FINANCE

Why Tesla Stock is a Hot Pick Despite Overvalued EVs

Sun Dec 08 2024
A world where your car can drive itself, and you’re not just buying it for the ride. That's the future many investors see for Tesla, even if its electric vehicle (EV) business isn't exactly a smooth drive. Analysts at Stifel just bumped up their price target for Tesla by a whopping 43%, hitting $411. This is the highest target out of the 45 Wall Street analysts tracking the stock. Why the sudden boost? Well, with Donald Trump’s re-election, things are looking sunny for Tesla. The Stifel group, led by Stephen Gengaro, thinks this victory means smoother sailing for Tesla’s controversial Full Self-Driving programs and Cybercab driverless vehicles. Tesla’s stock jumped about 3% to $355 by midday Monday, its highest level since April 2022. But here’s where it gets interesting. While Tesla’s stock might be zooming ahead, its EV business isn't so shiny. Gengaro and his team think Tesla’s EVs are “significantly overvalued. ” This might sound odd, but it’s all part of a bigger picture. If the Trump administration ends the $7, 500 federal tax credit for EV buyers, demand for Tesla EVs could drop. And with lower demand, prices might fall, making it tougher for Tesla to make big profits from car sales. So, why are analysts still so optimistic about Tesla? It’s all about the future. Tesla isn’t just an auto company; it’s a tech giant. Its market cap is over $1. 1 trillion, more than the next 10 most valuable car companies combined. Analysts at Morgan Stanley think Tesla’s auto business is worth only $63 per share, which is less than a fifth of its current stock price.
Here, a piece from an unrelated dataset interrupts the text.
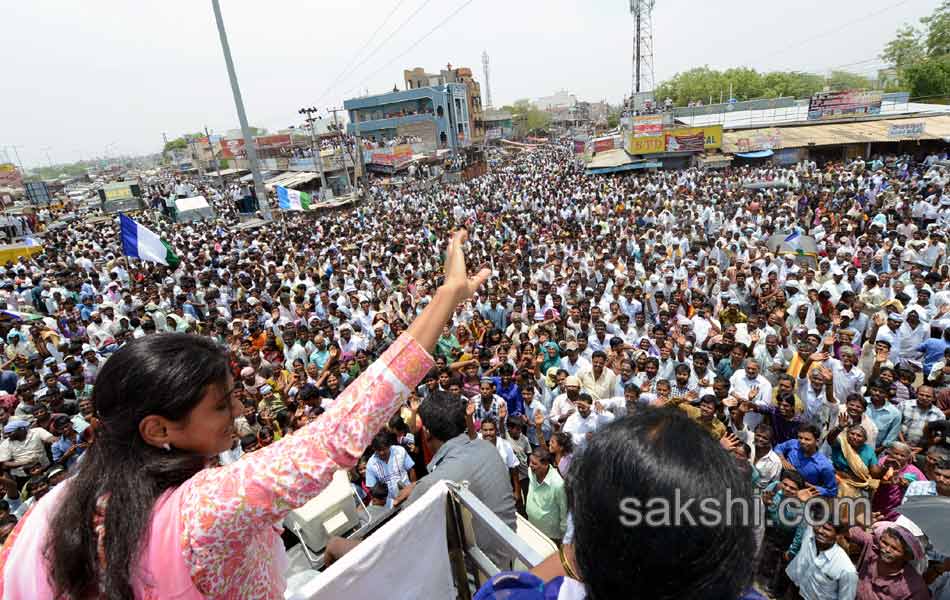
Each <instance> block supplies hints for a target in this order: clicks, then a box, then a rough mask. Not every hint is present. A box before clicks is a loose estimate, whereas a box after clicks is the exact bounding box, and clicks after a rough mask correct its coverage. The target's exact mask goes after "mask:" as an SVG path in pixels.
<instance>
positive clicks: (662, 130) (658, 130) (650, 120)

But they still have a buy rating for the company, betting big on Tesla’s AI and robotics future. Tesla’s CEO, Elon Musk, echoes this sentiment. He’s confident that Tesla will nail vehicle autonomy, and if you don’t believe in that, Musk thinks you shouldn’t hold Tesla stock. Despite a tough year financially, Tesla’s stock has soared 41% since Election Day. Experts think Trump’s support for looser regulations could be a big help for Tesla, though tariffs and tax credit rollbacks might hurt less than its competitors.